Callisto · 14/06/2008 14:15

Link here: www.telegraph.co.uk/money/main.jhtml?xml=/money/2008/06/13/cmcostofliving113.xml

It also says that despite wage increases we are all worse off as tax has risen more in the last 10 years.

OP posts:
fizzbuzz · 15/06/2008 20:35

But what about power bills? Everyone is talking about the price of petrol, and forgetting power.

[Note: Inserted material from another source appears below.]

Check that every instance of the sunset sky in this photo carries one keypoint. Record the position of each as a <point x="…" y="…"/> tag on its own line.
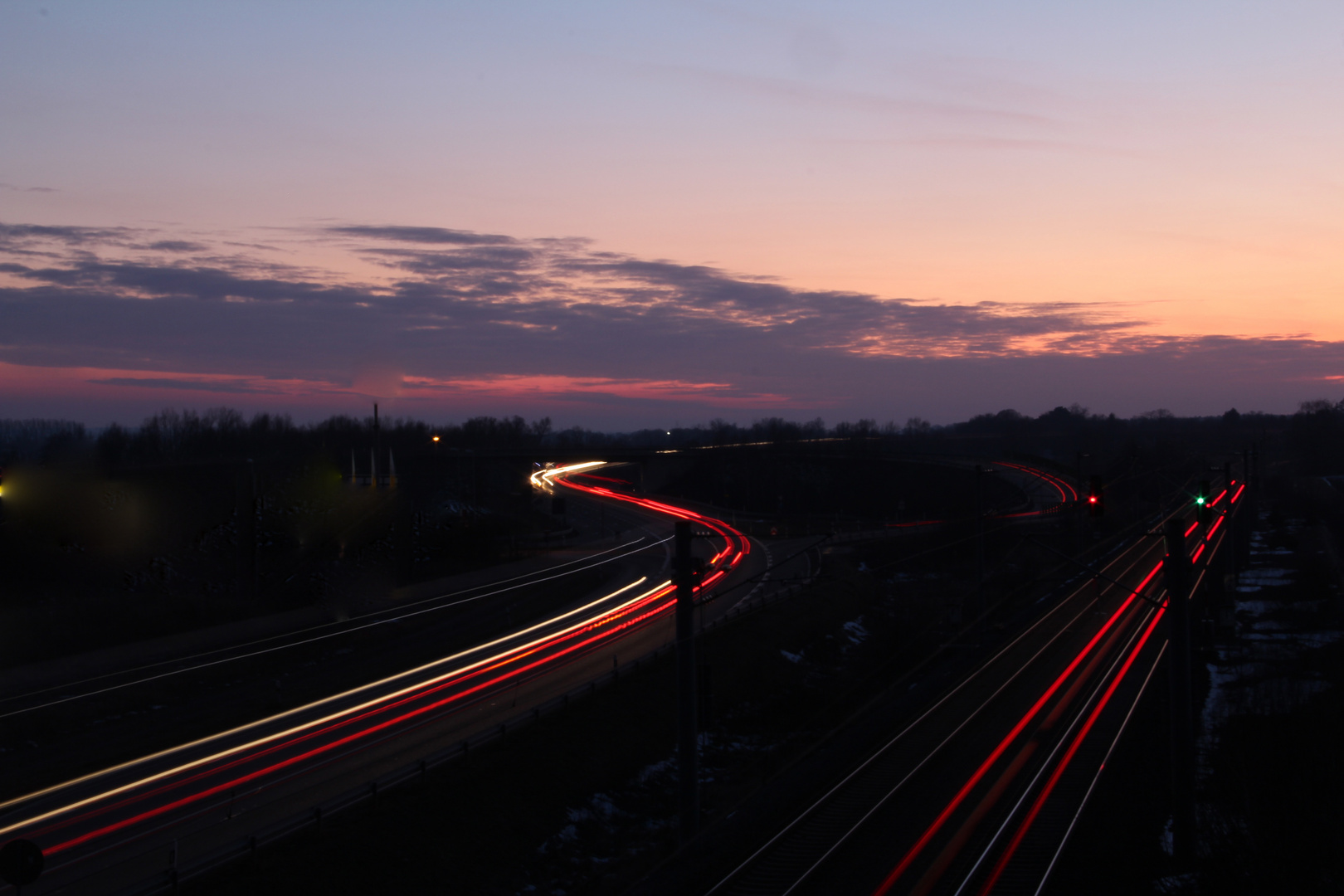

For me it is more important to have heating/cooking fuel/hot water than petrol, so the power companies keep shoving up the price and no one does anything. I'm sure in Maslov's hieracrchy of need food and warmth come before travel

I know petrol price matter, of course I do, but it seems that is getting all the attention, and power prices are ignored. How mny pensioners need to die of cold before someone does something

noddyholder · 15/06/2008 20:36

mrstitlemouse that is exactly right.All the feel good in the economy was businesses booming on borrowed money most of it released from over valued houses.It is now payback time even for those who never benefitted from the boom.

TwoIfBySea · 15/06/2008 21:17

You mean the government lied to us?

Twinklemegan · 15/06/2008 21:20

This thread is just too depressing to read when I'm about to get a huge pay cut - the price I have to pay for a permanent job

SenoraPostrophe · 16/06/2008 20:18

upwind - maybe not, but the article was quite unclear about what it was trying to say (comparing tax between 1997 and 2007, but prices from 2007 to 2008).

but anyway my point was simply that inflation is only 9.5% is you deliberately leave out things that haven't gone up by that much, like phone bills (mobile and fixed), non-food groceries (toothpaste, toilet roll, clesaning goods), prepared food etc and also bus fares. Granted, not many people buy electrical goods very often, and they are arguably keeping the official rate of inflation artificially low, but the stats quoted in the article are just as artificial as the government's.

Upwind · 17/06/2008 14:59

SP - I do agree but personal experience makes the Telegraph stats more plausible than the official ones.

Latest official figure is 3.3% and it is expected to rise above 4% This is going to squeeze a lot of younger families who are already overburdened with accomodation costs.

MrsTittleMouse · 17/06/2008 15:05

SP - Do I think that The Telegraph has a political axe to grind? Yes, absolutely. Do I think that 9.5% is a more realistic figure for the inflation that we are experiencing (and all our friends)? Yes, absolutely.